Presently, room-temperature infrared sub-band-gap photoresponse in Si is of great interest for the development of on-chip complementary-metal-oxide-semiconductor (CMOS)-compatible photonic platforms [1]. One of the most promising approaches to further extend the photoresponse of Si to the mid- and far-infrared (MIR/FIR) ranges consists of introducing deep-level dopants into the Si band gap at concentrations in excess of the solid solubility limit [2]. In this work, we demonstrate strong room-temperature sub-band-gap photoresponse of photodiodes based on Si hyperdoped with tellurium [3]. A CMOS-compatible approach of combining ion implantation with pulsed laser melting was applied to synthesize single-crystalline and epitaxial Te-hyperdoped Si layers with a Te concentration five orders of magnitude above the solid solubility limit. Driven by increasing Te concentration, both the insulator-to-metal transition and a band-gap renormalization are observed.
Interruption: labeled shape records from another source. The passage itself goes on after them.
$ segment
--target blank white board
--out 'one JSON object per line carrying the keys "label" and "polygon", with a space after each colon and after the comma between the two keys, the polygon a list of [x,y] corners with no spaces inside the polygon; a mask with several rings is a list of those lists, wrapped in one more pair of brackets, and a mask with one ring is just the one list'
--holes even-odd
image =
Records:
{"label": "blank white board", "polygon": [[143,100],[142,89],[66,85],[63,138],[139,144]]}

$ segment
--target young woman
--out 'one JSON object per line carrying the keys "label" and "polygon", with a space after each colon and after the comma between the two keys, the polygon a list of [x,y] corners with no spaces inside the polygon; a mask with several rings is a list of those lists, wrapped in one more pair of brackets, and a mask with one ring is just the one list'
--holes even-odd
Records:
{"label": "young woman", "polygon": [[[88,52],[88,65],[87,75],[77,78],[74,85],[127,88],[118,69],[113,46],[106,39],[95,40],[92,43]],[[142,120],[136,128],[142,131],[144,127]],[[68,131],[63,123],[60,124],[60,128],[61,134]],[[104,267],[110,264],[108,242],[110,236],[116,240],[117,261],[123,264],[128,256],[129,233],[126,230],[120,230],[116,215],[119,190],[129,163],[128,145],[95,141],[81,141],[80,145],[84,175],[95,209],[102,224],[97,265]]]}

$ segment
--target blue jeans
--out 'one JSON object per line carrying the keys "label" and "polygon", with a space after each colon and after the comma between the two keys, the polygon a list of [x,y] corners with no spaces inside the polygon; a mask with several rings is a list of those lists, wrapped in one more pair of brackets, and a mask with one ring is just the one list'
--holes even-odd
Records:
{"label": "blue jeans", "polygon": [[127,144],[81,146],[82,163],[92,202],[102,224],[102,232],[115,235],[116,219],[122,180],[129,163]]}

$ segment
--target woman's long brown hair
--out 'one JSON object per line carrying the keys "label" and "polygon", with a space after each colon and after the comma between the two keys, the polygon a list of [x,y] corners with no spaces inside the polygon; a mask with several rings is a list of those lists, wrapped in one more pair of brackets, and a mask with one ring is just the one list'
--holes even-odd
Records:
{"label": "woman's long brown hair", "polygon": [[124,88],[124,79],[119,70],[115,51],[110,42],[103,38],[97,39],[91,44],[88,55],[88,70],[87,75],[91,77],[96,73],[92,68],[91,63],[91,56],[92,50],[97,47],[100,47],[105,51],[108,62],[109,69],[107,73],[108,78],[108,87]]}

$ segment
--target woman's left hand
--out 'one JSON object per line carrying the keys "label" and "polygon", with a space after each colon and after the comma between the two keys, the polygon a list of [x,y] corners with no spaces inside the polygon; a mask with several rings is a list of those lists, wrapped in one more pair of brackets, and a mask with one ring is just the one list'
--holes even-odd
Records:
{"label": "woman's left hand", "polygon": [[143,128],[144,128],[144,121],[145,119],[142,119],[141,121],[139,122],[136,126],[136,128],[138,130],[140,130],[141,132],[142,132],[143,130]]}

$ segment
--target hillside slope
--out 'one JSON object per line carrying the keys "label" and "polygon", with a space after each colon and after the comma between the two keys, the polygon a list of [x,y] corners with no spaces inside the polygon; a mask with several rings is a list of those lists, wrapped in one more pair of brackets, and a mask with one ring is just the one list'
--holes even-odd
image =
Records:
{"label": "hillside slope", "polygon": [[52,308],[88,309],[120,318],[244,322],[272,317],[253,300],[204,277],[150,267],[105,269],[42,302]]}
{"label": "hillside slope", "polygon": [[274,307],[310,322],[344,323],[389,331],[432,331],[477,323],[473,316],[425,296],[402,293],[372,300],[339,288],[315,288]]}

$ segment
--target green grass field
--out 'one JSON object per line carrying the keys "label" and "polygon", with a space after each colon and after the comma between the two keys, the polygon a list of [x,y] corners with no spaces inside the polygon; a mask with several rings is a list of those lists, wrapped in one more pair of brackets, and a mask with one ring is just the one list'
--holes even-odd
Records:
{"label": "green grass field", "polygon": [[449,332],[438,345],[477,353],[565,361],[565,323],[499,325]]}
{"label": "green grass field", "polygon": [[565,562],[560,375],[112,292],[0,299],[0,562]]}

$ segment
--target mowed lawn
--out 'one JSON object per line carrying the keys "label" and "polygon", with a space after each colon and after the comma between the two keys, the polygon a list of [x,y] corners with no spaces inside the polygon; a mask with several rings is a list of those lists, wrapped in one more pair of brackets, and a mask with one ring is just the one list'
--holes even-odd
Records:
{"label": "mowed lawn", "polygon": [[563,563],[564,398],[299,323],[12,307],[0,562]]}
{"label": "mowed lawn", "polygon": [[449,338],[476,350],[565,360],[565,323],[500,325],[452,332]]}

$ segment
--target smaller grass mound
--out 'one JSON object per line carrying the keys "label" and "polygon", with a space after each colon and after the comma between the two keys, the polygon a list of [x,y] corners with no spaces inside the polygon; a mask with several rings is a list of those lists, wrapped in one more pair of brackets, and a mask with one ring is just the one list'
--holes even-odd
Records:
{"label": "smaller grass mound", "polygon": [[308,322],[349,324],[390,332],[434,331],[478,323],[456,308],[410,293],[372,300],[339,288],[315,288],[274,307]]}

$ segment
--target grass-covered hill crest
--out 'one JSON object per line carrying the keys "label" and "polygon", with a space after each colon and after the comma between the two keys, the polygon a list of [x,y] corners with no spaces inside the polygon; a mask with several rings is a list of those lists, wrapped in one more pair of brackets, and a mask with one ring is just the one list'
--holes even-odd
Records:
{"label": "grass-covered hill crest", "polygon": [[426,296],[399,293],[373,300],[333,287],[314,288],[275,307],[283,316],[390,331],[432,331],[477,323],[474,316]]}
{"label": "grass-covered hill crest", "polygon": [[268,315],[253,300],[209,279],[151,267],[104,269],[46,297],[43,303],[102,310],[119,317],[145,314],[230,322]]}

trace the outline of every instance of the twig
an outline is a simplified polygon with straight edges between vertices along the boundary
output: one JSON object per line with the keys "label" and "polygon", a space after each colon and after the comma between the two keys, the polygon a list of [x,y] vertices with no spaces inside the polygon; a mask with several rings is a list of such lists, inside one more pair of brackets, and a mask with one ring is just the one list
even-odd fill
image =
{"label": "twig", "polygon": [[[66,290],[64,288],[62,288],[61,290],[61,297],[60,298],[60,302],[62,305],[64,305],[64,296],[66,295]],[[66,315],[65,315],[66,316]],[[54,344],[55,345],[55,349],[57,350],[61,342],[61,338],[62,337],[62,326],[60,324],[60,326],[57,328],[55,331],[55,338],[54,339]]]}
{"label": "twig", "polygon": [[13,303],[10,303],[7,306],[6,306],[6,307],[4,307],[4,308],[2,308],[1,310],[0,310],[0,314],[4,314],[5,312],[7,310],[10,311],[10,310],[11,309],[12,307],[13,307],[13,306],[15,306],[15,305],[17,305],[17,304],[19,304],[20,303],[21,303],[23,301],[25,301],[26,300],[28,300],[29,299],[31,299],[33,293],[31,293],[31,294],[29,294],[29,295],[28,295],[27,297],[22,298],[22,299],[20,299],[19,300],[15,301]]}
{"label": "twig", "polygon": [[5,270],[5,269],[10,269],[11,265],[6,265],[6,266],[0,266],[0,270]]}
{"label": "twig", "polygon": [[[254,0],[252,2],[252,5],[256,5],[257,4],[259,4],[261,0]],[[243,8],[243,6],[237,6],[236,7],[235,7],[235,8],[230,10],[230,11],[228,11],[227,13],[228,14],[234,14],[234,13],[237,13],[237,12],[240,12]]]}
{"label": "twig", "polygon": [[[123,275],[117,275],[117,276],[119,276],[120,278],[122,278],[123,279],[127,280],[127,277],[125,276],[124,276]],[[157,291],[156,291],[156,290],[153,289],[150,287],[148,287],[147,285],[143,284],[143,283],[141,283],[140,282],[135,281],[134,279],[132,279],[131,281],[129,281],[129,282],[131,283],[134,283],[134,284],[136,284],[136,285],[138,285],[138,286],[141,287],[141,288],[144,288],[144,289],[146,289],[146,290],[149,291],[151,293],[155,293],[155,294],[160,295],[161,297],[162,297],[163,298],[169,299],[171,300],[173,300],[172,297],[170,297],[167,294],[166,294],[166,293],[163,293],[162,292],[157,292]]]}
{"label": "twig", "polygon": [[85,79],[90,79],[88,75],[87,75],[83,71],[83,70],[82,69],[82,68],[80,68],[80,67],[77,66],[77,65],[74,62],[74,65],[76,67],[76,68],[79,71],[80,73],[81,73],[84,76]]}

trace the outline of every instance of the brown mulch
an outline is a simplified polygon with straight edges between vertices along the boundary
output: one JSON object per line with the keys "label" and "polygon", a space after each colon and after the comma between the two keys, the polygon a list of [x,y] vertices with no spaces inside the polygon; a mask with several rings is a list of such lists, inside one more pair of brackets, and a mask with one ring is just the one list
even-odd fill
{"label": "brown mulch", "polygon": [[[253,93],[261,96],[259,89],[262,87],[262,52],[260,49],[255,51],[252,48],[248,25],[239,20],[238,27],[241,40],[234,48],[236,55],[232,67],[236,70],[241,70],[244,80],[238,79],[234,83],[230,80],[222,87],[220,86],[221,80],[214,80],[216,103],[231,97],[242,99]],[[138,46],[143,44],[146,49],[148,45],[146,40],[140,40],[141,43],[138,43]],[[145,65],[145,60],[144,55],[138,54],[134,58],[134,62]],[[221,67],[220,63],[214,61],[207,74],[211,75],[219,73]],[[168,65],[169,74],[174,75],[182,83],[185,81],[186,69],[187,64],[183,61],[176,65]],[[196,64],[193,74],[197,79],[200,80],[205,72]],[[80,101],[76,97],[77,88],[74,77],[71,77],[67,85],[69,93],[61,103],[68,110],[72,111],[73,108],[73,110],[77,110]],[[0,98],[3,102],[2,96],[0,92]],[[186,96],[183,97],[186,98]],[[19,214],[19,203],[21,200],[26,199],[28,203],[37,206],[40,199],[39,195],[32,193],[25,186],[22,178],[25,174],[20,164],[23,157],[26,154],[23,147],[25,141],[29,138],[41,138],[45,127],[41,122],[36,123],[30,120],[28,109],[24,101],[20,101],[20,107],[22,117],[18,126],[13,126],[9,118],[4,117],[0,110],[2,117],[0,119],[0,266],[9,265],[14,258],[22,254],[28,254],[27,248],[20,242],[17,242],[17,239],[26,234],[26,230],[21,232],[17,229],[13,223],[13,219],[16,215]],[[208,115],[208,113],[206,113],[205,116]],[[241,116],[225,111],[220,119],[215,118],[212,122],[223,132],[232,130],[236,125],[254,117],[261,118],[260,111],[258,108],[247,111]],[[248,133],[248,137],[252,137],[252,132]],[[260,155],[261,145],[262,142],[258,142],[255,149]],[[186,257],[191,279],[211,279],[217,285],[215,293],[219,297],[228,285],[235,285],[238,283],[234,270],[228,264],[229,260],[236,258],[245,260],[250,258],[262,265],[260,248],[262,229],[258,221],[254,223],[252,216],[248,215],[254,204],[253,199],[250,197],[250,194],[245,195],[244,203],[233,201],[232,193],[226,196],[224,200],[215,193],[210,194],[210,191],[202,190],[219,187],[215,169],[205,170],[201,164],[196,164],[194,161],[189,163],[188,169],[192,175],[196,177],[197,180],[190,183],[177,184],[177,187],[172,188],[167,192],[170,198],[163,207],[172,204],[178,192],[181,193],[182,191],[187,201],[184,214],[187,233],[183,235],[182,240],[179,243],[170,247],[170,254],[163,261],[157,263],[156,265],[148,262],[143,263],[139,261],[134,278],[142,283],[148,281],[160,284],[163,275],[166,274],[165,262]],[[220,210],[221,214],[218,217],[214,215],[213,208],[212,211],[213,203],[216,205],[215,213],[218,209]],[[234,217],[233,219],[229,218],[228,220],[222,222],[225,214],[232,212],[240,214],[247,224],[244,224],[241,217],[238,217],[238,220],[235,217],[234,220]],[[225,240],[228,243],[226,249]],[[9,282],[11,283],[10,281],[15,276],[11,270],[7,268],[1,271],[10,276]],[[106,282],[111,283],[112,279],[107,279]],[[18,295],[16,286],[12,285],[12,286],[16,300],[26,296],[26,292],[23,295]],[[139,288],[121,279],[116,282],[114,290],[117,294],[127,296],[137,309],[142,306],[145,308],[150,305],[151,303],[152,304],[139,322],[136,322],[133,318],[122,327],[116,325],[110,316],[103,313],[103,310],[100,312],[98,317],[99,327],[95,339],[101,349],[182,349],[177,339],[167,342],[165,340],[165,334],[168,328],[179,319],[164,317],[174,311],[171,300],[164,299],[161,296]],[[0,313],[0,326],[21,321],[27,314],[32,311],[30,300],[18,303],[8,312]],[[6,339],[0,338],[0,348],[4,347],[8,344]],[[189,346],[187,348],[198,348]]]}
The sub-band optical absorptance in the resulting Te-hyperdoped Si layers is found to increase monotonically with increasing Te concentration and extends well into the MIR/FIR ranges (1.4 to 25 μm). Importantly, the MIR/FIR optoelectronic response from Te-hyperdoped Si photodiodes is demonstrated to be related with known Te deep-energy levels into the Si band-gap. This work contributes to pave the way towards establishing a Si-based broadband infrared photonic system operating at room temperature.